Speculating in the late afternoon on the possibility of the government being defeated in last night’s Commons vote, which was designed to establish ‘the principle’ of using military action against Syria, John Pienaar argued such a defeat would represent a terminal loss of authority for David Cameron.
Well, it happened. Cameron’s motion to prepare the way for military action was defeated 285 votes to 272. As the Daily Mail excitedly points out, the last time a Prime Minister was defeated over an issue of war and peace was in 1782 and the vote plunges him into a ‘deep political crisis’. The Telegraph tries to play down the gravity of what the events in the Commons mean for Cameron’s authority, while saying the vote was unprecedented they only went so far as to say the Parliamentary vote ‘may also undermine Mr Cameron’s international reputation’.

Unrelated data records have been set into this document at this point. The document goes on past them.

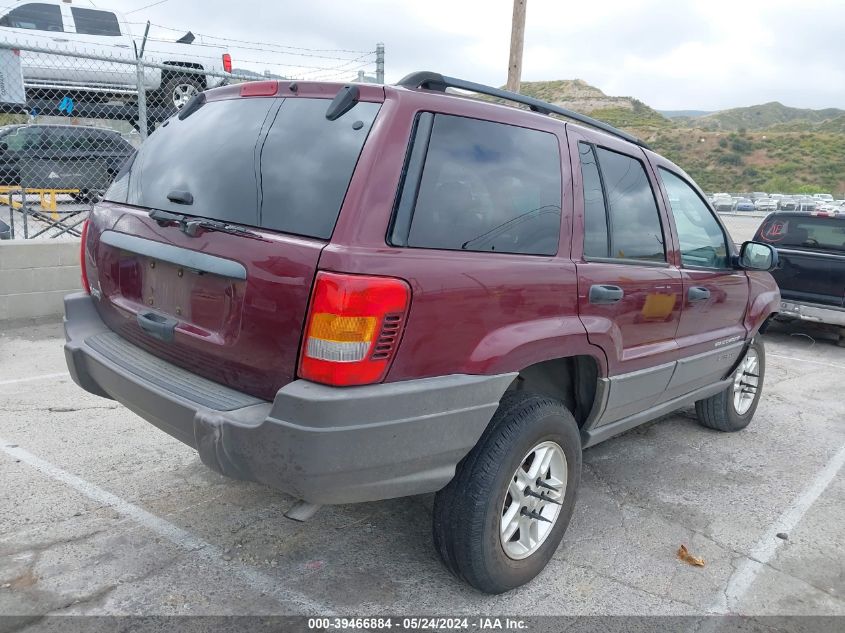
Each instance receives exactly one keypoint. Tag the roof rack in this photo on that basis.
(435, 81)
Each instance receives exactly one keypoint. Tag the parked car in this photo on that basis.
(806, 204)
(743, 204)
(59, 26)
(811, 274)
(828, 208)
(766, 204)
(723, 204)
(399, 296)
(77, 157)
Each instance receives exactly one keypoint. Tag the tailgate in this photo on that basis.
(234, 317)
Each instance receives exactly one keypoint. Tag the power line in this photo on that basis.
(270, 44)
(154, 4)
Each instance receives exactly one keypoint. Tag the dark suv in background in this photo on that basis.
(43, 156)
(362, 292)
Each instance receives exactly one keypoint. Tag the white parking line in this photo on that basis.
(204, 550)
(766, 547)
(34, 378)
(807, 360)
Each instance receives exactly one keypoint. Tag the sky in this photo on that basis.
(671, 54)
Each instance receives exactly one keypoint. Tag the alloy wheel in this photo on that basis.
(533, 500)
(746, 382)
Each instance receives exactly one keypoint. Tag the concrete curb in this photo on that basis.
(35, 277)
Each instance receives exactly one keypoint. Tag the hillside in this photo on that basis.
(770, 147)
(761, 116)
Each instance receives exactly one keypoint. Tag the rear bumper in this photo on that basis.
(812, 312)
(318, 443)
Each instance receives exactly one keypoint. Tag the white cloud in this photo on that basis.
(672, 54)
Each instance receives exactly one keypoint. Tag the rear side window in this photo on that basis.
(93, 22)
(700, 237)
(36, 16)
(621, 220)
(817, 233)
(483, 186)
(272, 163)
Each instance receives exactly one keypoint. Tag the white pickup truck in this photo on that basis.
(68, 29)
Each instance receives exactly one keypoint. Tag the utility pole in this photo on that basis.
(380, 63)
(517, 40)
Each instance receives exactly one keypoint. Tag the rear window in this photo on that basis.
(483, 186)
(816, 233)
(36, 16)
(272, 163)
(93, 22)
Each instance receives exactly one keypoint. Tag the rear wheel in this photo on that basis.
(733, 408)
(500, 520)
(177, 90)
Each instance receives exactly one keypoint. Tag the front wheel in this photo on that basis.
(733, 408)
(500, 520)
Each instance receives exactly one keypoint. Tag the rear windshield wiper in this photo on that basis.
(190, 228)
(191, 225)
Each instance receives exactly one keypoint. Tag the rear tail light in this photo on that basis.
(82, 266)
(353, 328)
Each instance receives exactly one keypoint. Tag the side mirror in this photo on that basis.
(757, 256)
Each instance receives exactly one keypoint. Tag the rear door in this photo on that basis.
(227, 307)
(97, 32)
(629, 294)
(711, 333)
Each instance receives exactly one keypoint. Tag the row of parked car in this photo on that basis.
(761, 201)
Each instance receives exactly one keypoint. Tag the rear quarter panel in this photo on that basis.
(763, 300)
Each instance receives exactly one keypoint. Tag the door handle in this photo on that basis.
(697, 293)
(157, 325)
(602, 294)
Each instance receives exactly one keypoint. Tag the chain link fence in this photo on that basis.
(70, 119)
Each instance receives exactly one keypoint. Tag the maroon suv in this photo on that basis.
(361, 292)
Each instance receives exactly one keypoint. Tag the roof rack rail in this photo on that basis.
(435, 81)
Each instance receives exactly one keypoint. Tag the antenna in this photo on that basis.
(435, 81)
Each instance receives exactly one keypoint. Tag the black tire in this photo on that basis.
(467, 512)
(171, 83)
(719, 412)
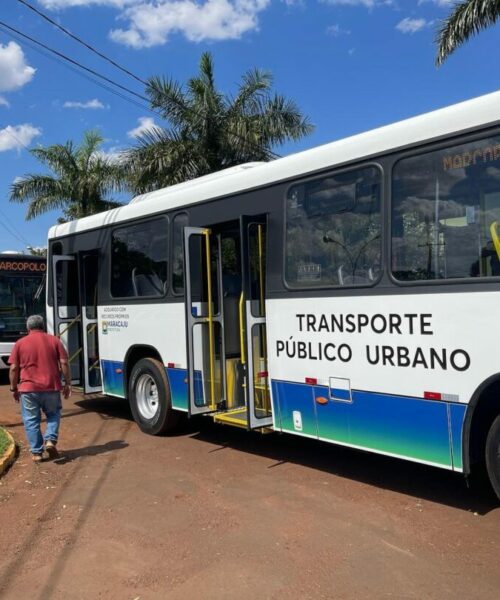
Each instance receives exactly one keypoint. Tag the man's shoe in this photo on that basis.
(51, 450)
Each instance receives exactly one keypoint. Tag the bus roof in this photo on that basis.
(475, 113)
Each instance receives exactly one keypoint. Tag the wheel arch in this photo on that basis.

What is disturbing is that the Government benches managed to secure as many as 272 votes for the principle of military intervention at all, particularly when all that was presented in evidence was an emotion-fuelled ‘judgement call’ based on a flakey summary from the Joint Intelligence Committee, which lacked any hard proof and relied as much on a lack of evidence that the rebels were to blame as it did on evidence that the regime was responsible. It was in no way a sound basis for launching military action. The dearth of hard information from the intelligence community and lack of certainty about who was culpable and what the consequences would be of intervention meant it was utter folly to bring the matter before the Commons and press for an agreement in principle to loose off a variety of missiles.
What would be unprecendented would be Cameron being able to rebuild his authority. It, along with his credibility, has been shattered in stunning fashion. The floodgates are now open, and for all his bluster this vote has solidified internal Conservative Party opposition ranged against him on a variety of issues.
Cameron, who achieved his sole aim of becoming Prime Minister, despite failing to navigate his party to an election win against one of the most unpopular and disliked governments of the modern era, has also now failed to navigate his own little military adventure for his vain legacy. He has shown he cannot seal the deal. He is now just a figurehead that has detached from the ship, to bob around on the political ocean, swept along by various tides and swamped by the big waves of the day, not in control of events and not at the front of anything.
This really marks the start of the end for his political career. The Conservatives may defy the odds to bounce back, but Cameron is now too damaged and the ruthless power brokers in the background will now be looking at who could succeed him. The Tory party dynamics have just changed dramatically.